Saturday, March 22, 2014

Owning it

John Everett Millais - The Woodsman's Daughter
I've been blogging here for 5 months now, which in and of itself is hard to believe.  I shared my writing with my husband the early on, and a few months later shared it with my daughter.  I've also shared it with other breast cancer patients, but it wasn't until last week that I (finally) shared it with family and friends.

I guess I was a little nervous.

I've written before about how when stage IV was finally official, it took me some time to feel up to sharing it with people.  That was part of it.

But also, what I write here is true to what's going on, but at times it's also deeply personal and not always that flattering.

Until I personally shared this blog with people who know me, I had the luxury of knowing that any criticism would stay with the blog and not spill out into the rest of my life.

I have no idea if everyone struggles so much with that or if it's just the combination of my particular nature and experience that made me skittish (ok, possibly combined with my striking inability to consistently remember that I've well and truly aged out of the K through 12 bracket and the powerlessness that that bracket entailed), but sharing the blog really didn't come easy.  I fully realize the fault is on me; I have a lot of good people in my life who really aren't the sort to tear me down, but putting what I think out there in black and white and then tying it back to myself was still a hard thing for me to do.

But a really funny thing happened when I did share my new diagnosis and the blog.

People were not only really warm and loving about the stage IV thing (which I sort of expected because I know awesome people) but also people actually wanted read the blog and said they liked it.

Crazy.

I thought it might be interesting to other people going through this in the same way I've found it helpful to read other people's experiences with cancer--sort of a shared "me too" combined with a dash of "how interesting, that's so different from how I feel"--but it never really occurred to me that people who don't have breast cancer would want to know what I was thinking about here in relation to cancer.

One of my brothers likened it to finding out there was a whole "cancer Kate" that no one knew about.  Not the same as not knowing I had cancer, of course, I'm not that secretive, but I guess I tend to take "Give to Caesar what belongs to Caesar" a bit too far sometimes.  I've been feeling like cancer thoughts need to stay in that cancer place and not spill out too far (at least not without an invitation) into the happy places that aren't cancer-related.

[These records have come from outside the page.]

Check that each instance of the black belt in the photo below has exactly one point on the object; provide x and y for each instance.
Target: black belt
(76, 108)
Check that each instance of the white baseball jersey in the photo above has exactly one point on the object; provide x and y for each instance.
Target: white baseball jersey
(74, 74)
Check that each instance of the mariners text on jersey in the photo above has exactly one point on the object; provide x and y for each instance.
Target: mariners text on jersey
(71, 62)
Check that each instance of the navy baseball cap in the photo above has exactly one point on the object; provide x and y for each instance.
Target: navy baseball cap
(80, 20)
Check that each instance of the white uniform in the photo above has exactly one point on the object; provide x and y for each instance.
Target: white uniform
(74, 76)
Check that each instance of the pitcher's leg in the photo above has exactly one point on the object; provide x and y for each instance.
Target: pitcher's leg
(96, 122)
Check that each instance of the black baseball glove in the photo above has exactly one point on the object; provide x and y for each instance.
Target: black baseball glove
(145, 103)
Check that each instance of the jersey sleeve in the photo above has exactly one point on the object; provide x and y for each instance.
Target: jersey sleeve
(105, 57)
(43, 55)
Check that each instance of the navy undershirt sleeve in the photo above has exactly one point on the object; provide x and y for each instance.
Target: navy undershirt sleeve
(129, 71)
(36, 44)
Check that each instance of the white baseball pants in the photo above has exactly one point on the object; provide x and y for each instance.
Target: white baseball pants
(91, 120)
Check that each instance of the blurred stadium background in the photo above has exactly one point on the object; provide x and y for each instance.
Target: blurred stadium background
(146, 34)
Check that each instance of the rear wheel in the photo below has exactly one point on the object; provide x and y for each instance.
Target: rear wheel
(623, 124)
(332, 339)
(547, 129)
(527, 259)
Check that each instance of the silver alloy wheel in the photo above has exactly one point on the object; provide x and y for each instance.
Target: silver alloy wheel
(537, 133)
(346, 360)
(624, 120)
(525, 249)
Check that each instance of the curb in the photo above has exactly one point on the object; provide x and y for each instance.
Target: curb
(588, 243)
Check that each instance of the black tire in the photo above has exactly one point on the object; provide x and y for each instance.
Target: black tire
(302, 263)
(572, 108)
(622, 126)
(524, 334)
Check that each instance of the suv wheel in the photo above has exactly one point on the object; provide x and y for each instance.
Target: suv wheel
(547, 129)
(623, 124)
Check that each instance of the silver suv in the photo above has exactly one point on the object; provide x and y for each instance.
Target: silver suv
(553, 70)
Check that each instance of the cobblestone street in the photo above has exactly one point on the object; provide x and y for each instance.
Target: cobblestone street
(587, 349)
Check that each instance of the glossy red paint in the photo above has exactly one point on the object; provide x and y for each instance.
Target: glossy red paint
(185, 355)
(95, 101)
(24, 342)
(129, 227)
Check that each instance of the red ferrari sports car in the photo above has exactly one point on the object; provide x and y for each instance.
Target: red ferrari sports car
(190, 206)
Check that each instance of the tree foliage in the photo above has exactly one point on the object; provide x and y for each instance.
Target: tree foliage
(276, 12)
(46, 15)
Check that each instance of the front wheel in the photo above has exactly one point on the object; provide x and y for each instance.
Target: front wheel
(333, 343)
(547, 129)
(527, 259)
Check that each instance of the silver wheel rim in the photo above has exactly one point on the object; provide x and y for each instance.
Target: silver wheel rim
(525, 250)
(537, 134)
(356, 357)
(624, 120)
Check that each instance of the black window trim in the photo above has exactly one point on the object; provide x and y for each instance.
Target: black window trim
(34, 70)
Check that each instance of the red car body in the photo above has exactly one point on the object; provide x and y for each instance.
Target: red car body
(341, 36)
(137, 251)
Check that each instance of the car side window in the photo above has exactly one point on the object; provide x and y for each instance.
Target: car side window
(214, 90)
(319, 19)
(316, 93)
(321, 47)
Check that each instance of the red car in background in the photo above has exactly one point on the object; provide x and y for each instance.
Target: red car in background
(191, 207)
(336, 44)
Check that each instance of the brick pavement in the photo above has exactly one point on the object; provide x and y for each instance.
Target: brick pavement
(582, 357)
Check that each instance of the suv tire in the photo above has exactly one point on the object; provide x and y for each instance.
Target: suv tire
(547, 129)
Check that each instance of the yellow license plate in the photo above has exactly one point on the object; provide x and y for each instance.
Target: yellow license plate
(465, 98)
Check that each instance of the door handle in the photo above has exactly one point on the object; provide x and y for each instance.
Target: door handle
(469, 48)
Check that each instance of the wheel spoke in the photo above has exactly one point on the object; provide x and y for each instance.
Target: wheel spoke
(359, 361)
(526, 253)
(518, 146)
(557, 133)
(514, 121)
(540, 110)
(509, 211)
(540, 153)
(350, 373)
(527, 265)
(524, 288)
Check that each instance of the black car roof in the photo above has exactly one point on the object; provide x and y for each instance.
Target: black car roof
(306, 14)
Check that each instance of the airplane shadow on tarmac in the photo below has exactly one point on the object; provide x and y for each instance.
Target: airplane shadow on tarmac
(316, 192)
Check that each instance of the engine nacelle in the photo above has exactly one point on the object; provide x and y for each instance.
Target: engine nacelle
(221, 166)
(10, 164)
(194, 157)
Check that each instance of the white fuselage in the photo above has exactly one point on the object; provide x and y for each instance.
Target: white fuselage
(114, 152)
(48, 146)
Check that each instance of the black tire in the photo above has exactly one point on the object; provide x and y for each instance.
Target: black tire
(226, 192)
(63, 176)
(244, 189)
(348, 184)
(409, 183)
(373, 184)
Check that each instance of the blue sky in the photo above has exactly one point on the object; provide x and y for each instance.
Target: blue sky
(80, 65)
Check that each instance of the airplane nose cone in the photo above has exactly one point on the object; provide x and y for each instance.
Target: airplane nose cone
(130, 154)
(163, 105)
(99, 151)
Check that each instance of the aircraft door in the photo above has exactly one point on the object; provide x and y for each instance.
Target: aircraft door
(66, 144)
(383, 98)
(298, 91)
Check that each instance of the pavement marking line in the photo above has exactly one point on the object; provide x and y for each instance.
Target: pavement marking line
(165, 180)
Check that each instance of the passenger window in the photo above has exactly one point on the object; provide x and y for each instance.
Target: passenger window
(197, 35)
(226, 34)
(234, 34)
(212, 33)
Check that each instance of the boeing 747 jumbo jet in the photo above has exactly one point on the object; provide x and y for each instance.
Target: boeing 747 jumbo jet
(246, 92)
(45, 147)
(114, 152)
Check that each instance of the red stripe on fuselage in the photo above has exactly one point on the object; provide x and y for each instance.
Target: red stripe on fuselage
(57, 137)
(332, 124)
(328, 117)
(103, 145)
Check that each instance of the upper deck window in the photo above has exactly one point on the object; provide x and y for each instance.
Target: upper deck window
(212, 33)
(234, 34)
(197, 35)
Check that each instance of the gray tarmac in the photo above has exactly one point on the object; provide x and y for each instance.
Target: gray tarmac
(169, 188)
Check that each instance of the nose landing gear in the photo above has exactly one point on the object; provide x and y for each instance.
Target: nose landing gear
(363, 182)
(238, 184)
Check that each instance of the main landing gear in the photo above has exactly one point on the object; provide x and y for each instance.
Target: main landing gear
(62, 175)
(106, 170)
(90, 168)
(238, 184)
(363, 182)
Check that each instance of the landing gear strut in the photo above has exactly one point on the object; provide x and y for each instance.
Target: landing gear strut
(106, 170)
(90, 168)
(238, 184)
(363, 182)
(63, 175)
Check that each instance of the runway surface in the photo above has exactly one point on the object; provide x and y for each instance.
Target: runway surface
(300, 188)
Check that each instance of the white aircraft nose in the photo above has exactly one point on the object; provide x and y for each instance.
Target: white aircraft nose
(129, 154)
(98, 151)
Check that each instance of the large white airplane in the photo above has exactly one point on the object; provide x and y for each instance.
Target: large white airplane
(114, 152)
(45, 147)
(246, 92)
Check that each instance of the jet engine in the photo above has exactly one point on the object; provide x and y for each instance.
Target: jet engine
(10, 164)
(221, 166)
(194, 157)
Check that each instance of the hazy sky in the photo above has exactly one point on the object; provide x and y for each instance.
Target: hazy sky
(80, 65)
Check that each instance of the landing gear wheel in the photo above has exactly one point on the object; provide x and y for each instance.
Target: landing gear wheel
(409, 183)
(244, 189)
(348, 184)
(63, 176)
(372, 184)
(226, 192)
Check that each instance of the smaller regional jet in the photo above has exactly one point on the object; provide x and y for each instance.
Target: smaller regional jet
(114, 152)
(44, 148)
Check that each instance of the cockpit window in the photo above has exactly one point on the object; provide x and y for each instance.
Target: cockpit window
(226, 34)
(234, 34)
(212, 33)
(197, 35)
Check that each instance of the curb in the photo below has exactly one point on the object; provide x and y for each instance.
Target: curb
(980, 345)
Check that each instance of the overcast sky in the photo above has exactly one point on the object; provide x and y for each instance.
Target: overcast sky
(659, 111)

Turns out, some people wanted to be let in and some people were even interested but didn't want to pry.

It defiantly feels a bit weird being this open about everything and tying it back to my non-cancer life.  In the last week I've had a couple of conversations that had me thinking it felt so odd to have things brought up that I posted, like people were reading my mind (because, of course, in a pretty literal way, people were reading what was on my mind).  It's not a bad thing, just feels strange to me.

Now that I have shared the blog, I'm both relieved and glad.  And a little proud of myself for taking that risk.  I hope it doesn't become too much of whatever it is that will upset anyone, but I guess no one has to keep reading it who doesn't want to.

Thank you everyone who's read this blog, those who know me through this blog and those who knew me but maybe now know me a little more.  I'm grateful to have you here with me.